Grief in the Antic household manifests in these quiet domestic details. The kitchen, once filled with the sounds of Nico bounding in after school or practice—dropping his bag, raiding the fridge, chattering about his day—now echoes with nothing but the hum of the refrigerator and the soft clink of utensils. Lorena still cooks enough for everyone, including the portion that would have been his. She sets his place instinctively, then stares at the empty chair, the food untouched. It’s a ritual of love and denial, a way to keep him present even as reality insists otherwise.
Juan, who was always the quieter parent, has retreated further into silence. Conversations are brief, functional. The family speaks in murmurs, as if volume might disturb the delicate balance. Nico’s siblings—though no public details name them or specify their ages—have adapted by becoming almost invisible in their movements: closing doors gently, avoiding loud laughter, suppressing arguments. They understand, perhaps instinctively, that the house is holding its breath.
These behaviors are common in families navigating sudden child loss: the amplification of silence, the hyper-awareness of absence, the unspoken pact to protect one another from further pain. The kitchen, the heart of the home, bears the brunt because it was Nico’s domain—where he ate, joked, argued over desserts, planned adventures.
The Untouched Boots: A Symbol Frozen in Time
The soccer boots represent more than footwear. Nico was a passionate player, representing his club in tournaments like the Sydney International Cup. He was also a Nipper (junior surf lifesaver) at North Bondi Surf Life Saving Club, earning “most improved” honors in the under-11 boys category in 2024. His “lion-heart spirit,” as the club described it, shone on the field and in the water. Those boots carried him through countless joyful hours—sprints down the pitch, goal celebrations, muddy post-game hugs.
Now they sit untouched, a tangible link to the boy who was “happy, friendly, and sporty… with the most kind and generous spirit,” as his parents wrote in their public statement. Moving them would feel like erasing the last physical trace of his daily life. Cleaning them would erase the evidence of his last normal day. So they remain: mud-crusted, laces askew, waiting for feet that will never return.
This detail—the refusal to disturb one small item—echoes countless stories of bereavement. Families often preserve a child’s room, clothing, or favorite objects as shrines, unable to bear the finality of change. For the Antics, the boots are that shrine: proof he was here, that he ran, laughed, lived fully.
Remembering Nico Amid the Silence
The family’s public words have been few and dignified. On January 24, Lorena and Juan stated: “We are heartbroken to share that our son, Nico has passed away. Nico was a happy, friendly, and sporty young boy with the most kind and generous spirit. He was always full of life and that’s how we’ll remember him.”

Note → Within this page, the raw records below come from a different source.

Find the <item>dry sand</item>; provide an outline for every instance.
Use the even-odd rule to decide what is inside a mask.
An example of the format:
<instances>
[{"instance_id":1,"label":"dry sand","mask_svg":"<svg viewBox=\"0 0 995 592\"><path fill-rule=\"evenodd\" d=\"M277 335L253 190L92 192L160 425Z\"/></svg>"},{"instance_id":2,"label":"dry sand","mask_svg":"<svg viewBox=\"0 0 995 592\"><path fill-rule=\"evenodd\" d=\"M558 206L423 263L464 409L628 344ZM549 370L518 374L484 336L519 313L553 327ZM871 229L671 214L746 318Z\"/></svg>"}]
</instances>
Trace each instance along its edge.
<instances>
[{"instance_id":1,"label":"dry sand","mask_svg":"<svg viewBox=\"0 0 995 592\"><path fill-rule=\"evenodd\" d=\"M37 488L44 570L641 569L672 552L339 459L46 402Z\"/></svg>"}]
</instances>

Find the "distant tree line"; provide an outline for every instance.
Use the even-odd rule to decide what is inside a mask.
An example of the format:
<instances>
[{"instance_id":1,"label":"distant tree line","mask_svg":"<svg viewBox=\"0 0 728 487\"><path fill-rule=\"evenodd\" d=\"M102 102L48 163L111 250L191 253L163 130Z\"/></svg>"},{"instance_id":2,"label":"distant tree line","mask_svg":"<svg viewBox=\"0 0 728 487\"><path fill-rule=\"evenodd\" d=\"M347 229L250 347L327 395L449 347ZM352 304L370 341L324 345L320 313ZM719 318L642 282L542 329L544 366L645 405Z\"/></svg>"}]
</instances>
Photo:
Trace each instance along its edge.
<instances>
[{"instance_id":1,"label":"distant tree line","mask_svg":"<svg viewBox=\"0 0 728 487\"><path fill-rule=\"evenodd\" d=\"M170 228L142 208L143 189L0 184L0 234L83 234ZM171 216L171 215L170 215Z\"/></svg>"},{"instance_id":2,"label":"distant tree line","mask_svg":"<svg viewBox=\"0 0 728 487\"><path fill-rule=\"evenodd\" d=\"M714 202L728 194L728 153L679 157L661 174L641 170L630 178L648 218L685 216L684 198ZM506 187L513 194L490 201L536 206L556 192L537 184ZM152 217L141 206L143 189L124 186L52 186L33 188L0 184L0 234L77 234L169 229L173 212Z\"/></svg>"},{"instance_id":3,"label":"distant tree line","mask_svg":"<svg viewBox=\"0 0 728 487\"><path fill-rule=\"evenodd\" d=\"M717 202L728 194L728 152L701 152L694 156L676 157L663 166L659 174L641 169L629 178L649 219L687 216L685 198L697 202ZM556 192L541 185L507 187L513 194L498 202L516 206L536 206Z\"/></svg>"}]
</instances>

They thanked first responders, Sydney Children’s Hospital staff, and the community for support—including the GoFundMe that raised over $240,000 for expenses and care. Tributes poured in from across Sydney: from North Bondi Surf Life Saving Club, Goal Soccer Academy, friends, and even strangers touched by the story.

Nico’s death was the first in a cluster of shark encounters in New South Wales that week, involving bull sharks drawn closer by runoff and warmer waters. But for his family, statistics offer no comfort. The pain is personal: the empty chair, the quiet footsteps, the boots by the door.
In time, perhaps someone will gently move them—to a shelf, a box of memories, a place of honor. But not yet. For now, they stay where he left them, gathering dust in the silent kitchen, bearing witness to a life interrupted too soon.
The Antic home is quieter than it has ever been. Yet in that quiet, Nico’s spirit lingers—in the meals prepared with love, the careful steps of siblings, the untouched boots that still carry the shape of his feet. He may not come home, but the family holds space for him in every hushed corner.